Having visited there, I came to believe strongly that Canada was doing good work in Afghanistan. From time to time naysayers argue that our efforts in Afghanistan will be wasted, citing British and Soviet failures there. But such thinking often shows a ignorance both of Afghan history and of NATO’s role there.
Though it is impossible to say for certain what the future of Afghanistan will look like, I think the country will muddle through. The Taliban are unlikely to make much of a come-back, though they will probably try hard. This is what they are doing now, but each new terrorist attack tends to kill more Afghans than NATO soldiers, and this is no way for the group to rebuild its power and prestige.
Civil war, not a Taliban take-over, may be the greatest threat to Afghanistan after NATO leaves it forever in 2014. Before that time we must take steps to unite the country beyond religious, ethnic, tribal, and linguistic lines. Putting aside a military role after 2014, Canada has pledged continued financial aid and this will mean that we will be engaged in what many Canadians feel that we do best: soft power.
Canada has promised $227 million in assistance between 2014 and 2017. This is on top of what Canada has already pledged for 2011 to 2014. Much of our aid will go to advance the rights of women and girls and their involvement in Afghan society. This is an excellent place to begin. But we must do more.
Building a civil society takes much more than empowering disadvantaged groups and “winning hearts and minds.” It takes a clear demonstration of our valuing a people’s culture and history. In Afghanistan, there is no shortage of either.
At the center of a trading network running from Constantinople to Peking, Afghanistan was also influenced by the culture of India, China, and the Central Asian steppe. One of the most noteworthy influences was the world’s greatest international religion before Christianity and Islam — Buddhism. Afghanistan was once at the center of the Buddhist world, and many monastic rules still in use in India, China, and Japan originated there. Buddhism made such a mark on Afghanistan that the Taliban were clearly uncomfortable with any visible sign of it, and made efforts to destroy many of Buddhism’s greatest monuments.
Following the coming of Islam in the middle of the seventh century, Afghanistan was the heart land of several Iranian dynasties which challenged the authority of the Abbasid Caliphate in Baghdad. Each successive dynasty left its mark in art, architecture, and literature. Most notably, the Shahnameh, the Iranian national epic and perhaps the greatest work of medieval literature in any language, was written under the Ghaznavid dynasty centred on the city of Ghazni in south-eastern Afghanistan. And the ancient city of Balkh (near modern-day Mazar-i Sharif in the north) was the birthplace of Zoroaster, the mystic poet Rumi, and the greatest Muslim scientist Avicenna — amongst many other towering figures of mediaeval Islamic culture.

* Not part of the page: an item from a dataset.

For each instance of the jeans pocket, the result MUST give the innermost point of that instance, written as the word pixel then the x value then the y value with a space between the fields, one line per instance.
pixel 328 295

Working closely with the Afghan Ministry for Information and Culture, the University of Kabul, and the Archaeological Museum, we could establish capacity-building programs in Afghan culture and history. This could be an ideal role for Canada post-2014. Everything from promoting basic lectures in history at the local level to studies of artifacts, texts, and archaeological methods for university students would foster an identity reaching beyond the last three decades of conflict.
Our performance in Kandahar and our lack of imperial past mean that good will is already on our side. What better way could we find to increase it than by restoring pride and confidence to Afghanistan.